I am sitting in my living room looking at my Christmas tree. It’s the last day of January. I finally got all the ornaments put away, but the tree remains with its lonely string of lights.

If it were a real tree, it would be long gone. Only its sad pretense of reality has kept it standing here, in my front window, where everyone can see it. I stopped plugging in the lights a couple weeks ago. No sense in looking like an idiot in front of the neighbors.

It is a metaphor, my right brain says. You see only trees, no forest. It is a symbol of your inability to see anything but false pieces of reality. (My right brain is definitely a forest person, a metaphoric, holistic, big-picture seeing observer. It doesn’t really care whether I put the tree away or not; it just likes metaphors.)

I’m just lazy, my left brain says. Hey, at least I put away the ornaments. It’s not like it’s going to start a fire or anything.

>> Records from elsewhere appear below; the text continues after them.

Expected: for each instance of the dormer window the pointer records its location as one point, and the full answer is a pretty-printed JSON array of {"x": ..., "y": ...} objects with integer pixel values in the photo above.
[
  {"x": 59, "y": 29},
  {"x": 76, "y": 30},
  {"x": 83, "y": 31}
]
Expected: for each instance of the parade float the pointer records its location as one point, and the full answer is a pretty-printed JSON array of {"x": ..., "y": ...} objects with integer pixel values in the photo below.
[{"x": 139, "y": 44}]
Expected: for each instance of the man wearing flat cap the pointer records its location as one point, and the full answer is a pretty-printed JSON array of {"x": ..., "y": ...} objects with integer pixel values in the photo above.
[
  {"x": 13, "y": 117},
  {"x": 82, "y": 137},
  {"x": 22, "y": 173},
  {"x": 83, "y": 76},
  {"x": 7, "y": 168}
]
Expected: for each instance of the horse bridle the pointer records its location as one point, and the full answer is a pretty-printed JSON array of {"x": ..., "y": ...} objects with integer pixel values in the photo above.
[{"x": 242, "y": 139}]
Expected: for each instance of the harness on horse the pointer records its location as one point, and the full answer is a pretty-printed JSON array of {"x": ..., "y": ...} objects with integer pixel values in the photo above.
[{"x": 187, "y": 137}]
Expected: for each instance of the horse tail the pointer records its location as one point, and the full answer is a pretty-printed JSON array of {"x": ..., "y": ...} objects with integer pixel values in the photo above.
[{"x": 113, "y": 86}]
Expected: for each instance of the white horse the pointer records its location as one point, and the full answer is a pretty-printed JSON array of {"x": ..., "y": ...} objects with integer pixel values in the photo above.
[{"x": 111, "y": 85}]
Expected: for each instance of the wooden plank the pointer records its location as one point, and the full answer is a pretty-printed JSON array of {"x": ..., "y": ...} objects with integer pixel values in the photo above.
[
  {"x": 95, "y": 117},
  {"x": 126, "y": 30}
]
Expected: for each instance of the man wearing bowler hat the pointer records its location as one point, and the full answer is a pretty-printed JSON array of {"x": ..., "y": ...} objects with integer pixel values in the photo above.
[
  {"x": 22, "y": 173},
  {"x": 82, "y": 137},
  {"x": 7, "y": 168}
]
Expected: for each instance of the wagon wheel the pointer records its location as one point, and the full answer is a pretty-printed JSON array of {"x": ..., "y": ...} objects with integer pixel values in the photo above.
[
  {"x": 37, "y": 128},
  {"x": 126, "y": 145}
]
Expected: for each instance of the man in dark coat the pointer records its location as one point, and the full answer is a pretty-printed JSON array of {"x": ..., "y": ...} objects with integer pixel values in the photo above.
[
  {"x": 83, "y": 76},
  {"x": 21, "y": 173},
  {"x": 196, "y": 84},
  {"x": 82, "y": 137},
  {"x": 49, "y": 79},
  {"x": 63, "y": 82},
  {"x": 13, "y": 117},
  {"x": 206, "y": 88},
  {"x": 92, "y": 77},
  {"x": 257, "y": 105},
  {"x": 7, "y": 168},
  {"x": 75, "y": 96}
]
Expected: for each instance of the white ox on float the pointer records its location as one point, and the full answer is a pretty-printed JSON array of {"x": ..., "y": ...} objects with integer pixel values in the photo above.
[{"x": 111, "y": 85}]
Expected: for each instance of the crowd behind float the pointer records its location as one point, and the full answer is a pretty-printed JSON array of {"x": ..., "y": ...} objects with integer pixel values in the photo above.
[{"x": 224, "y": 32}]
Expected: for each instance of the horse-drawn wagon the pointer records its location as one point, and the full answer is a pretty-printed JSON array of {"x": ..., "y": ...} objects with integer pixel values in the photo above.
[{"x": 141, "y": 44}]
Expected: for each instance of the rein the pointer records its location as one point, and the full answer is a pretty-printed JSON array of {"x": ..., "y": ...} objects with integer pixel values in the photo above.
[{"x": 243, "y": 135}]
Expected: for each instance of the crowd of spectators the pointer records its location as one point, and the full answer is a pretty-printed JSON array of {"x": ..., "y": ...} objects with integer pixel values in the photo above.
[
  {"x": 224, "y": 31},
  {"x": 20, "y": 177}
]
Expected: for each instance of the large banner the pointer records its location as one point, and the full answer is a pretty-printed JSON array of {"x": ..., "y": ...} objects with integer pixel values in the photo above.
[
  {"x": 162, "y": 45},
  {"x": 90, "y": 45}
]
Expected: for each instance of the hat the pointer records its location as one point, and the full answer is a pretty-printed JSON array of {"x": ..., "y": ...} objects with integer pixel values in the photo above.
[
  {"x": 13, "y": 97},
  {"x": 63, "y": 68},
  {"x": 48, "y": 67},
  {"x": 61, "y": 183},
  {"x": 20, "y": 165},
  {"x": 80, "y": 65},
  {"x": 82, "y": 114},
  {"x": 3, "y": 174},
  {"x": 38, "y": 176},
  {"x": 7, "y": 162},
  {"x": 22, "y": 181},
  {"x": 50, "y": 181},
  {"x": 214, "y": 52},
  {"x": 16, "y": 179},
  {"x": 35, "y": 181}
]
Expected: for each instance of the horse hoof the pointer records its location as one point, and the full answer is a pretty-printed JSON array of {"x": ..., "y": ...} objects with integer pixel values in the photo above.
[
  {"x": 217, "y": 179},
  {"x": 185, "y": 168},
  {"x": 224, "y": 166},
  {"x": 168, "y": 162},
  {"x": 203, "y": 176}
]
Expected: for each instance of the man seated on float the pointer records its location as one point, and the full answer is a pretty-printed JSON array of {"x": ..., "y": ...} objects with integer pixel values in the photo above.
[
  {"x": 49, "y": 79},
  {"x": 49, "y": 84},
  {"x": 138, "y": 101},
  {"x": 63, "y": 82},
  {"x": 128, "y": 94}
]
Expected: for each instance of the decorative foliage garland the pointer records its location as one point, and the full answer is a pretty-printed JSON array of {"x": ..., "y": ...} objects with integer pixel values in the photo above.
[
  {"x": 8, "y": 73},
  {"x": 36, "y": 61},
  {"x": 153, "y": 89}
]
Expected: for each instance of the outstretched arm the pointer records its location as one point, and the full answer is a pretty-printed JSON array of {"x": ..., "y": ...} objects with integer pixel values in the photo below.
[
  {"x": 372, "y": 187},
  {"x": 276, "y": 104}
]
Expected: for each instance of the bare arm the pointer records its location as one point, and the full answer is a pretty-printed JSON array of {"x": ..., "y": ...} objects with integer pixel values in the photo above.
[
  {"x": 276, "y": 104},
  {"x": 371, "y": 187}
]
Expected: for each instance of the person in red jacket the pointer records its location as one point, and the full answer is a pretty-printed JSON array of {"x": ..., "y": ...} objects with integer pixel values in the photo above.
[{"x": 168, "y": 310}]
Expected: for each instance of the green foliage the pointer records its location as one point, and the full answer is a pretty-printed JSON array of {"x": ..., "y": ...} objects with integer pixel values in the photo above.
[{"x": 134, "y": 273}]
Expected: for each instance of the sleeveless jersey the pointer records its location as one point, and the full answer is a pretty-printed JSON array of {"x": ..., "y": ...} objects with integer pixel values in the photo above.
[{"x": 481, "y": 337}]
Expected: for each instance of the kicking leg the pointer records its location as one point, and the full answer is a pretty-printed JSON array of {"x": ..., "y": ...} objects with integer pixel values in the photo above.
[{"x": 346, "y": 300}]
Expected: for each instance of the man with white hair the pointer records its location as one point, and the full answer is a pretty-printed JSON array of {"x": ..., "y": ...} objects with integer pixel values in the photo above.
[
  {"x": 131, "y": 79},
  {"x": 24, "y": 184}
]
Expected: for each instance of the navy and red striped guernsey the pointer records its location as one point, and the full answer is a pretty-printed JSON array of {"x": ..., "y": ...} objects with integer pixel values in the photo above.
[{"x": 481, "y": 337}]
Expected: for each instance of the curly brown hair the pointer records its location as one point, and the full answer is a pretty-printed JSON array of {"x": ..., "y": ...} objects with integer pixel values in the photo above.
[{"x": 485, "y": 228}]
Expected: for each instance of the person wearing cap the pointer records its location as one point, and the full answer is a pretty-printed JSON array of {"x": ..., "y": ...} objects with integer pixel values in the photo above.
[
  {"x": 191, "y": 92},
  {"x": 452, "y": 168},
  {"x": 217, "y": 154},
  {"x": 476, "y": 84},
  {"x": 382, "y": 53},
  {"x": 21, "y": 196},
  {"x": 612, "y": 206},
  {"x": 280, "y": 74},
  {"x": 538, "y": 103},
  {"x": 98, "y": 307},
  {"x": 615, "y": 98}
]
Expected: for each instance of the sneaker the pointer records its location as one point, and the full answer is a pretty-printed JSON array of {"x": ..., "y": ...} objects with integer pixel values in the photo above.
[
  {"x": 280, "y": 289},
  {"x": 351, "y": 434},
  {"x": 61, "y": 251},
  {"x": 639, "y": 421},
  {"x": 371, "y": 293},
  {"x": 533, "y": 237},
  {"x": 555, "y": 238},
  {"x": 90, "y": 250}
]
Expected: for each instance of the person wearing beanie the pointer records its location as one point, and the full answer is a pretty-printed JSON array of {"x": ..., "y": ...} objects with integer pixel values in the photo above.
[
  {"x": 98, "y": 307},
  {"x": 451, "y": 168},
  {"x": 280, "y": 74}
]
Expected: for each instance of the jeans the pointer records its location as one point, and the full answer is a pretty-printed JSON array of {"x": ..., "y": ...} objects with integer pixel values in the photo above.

Actually, I’m more of a root person, as I’ve observed before. This tree has no roots, which is why it provokes no deep emotions in me. I never had a fake tree before. All the real trees I used to put up at Christmas gave their lives to produce a few days of anticipation, joy, memories. They gave up their roots to stand in a bowl of water and pretend to be alive so I could feel less depressed.

This ‘tree’ served the purpose – it held all my ornament-memories, filled the right spot in the living room, and reminded me of a tree.

Today I’ll unwind the lights, fold up the branches, and put it back in the box until next December. I won’t have to drag it to the curb, spraying dry needles everywhere that will get caught in the vacuum hose. It will make a clean, graceful exit and leave no metaphors behind.